Un representante del Gobierno de EE.UU. durante una comparecencia oficial (Foto: Instagram)
El gobierno ha anunciado un proyecto para que la nueva moneda entre en circulación y pueda ser utilizada por toda la población de Estados Unidos. Según fuentes oficiales, el propósito principal es renovar y reforzar el efectivo en manos de los ciudadanos, asegurando su disponibilidad y reforzando la confianza en los billetes y monedas que actúan como medio de pago y reserva de valor.
Históricamente, la emisión de moneda en Estados Unidos ha sido responsabilidad conjunta del Departamento del Tesoro y del Sistema de Reserva Federal.

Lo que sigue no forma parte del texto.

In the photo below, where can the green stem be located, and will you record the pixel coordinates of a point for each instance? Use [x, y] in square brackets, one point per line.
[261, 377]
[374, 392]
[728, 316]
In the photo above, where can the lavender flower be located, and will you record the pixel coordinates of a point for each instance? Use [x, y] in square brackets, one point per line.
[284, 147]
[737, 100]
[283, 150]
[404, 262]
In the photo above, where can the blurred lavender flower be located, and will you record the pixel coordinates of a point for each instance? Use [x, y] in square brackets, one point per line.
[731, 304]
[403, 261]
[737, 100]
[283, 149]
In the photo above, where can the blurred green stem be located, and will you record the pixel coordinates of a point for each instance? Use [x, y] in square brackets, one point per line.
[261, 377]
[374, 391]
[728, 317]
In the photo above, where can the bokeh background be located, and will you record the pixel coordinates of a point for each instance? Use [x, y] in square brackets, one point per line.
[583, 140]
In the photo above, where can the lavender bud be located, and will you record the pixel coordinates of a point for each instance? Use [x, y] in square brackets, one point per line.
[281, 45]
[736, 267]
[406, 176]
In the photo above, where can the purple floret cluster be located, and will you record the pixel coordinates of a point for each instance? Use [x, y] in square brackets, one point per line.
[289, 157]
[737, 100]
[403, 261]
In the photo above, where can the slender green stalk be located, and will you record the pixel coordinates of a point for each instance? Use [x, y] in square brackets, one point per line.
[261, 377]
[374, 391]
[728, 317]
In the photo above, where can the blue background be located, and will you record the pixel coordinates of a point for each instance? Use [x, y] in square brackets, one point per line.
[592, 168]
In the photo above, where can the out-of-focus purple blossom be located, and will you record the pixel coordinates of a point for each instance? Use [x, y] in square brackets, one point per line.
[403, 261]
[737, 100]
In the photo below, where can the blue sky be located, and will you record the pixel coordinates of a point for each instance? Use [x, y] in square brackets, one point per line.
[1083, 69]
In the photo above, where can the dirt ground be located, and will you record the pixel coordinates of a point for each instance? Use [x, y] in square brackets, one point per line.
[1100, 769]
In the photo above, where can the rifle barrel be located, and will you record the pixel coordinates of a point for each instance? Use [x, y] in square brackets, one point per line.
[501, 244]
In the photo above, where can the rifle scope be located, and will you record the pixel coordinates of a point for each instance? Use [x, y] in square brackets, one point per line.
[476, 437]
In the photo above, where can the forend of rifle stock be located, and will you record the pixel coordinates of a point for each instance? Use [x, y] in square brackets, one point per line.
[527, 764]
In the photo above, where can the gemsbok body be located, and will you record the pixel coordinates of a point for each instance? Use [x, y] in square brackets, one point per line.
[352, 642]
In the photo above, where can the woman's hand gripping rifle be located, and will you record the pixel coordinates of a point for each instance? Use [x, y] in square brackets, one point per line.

El Departamento del Tesoro, a través de la Casa de la Moneda (United States Mint), acuña las monedas, mientras que la Oficina de Grabado e Impresión (Bureau of Engraving and Printing) se encarga de la impresión de billetes. Posteriormente, el Sistema de Reserva Federal distribuye ese efectivo a los bancos comerciales, que lo ponen a disposición de los usuarios finales.
El proceso de puesta en circulación de cualquier nueva emisión comprende varias fases. En primer lugar, se define el diseño y las características de seguridad, como hilos de seguridad, tintas especiales y microimpresiones. Después, se procede a la producción en masa en las instalaciones autorizadas. Una vez impresos o acuñados, los ejemplares se almacenan en las bóvedas de la Reserva Federal hasta que, de manera escalonada, se envían a las sucursales bancarias. Finalmente, los bancos comerciales distribuyen el efectivo a través de cajeros automáticos y ventanillas.
Para garantizar la eficacia del proyecto, el gobierno evaluará parámetros como la velocidad de reemplazo de billetes deteriorados, la respuesta de la población ante nuevos diseños y el impacto económico. Además, se prevé una campaña informativa para explicar a los usuarios las novedades en el aspecto visual y las medidas de seguridad reforzadas. Se trata de un esfuerzo por mantener el efectivo como una forma de pago fiable, complementario a las transacciones electrónicas.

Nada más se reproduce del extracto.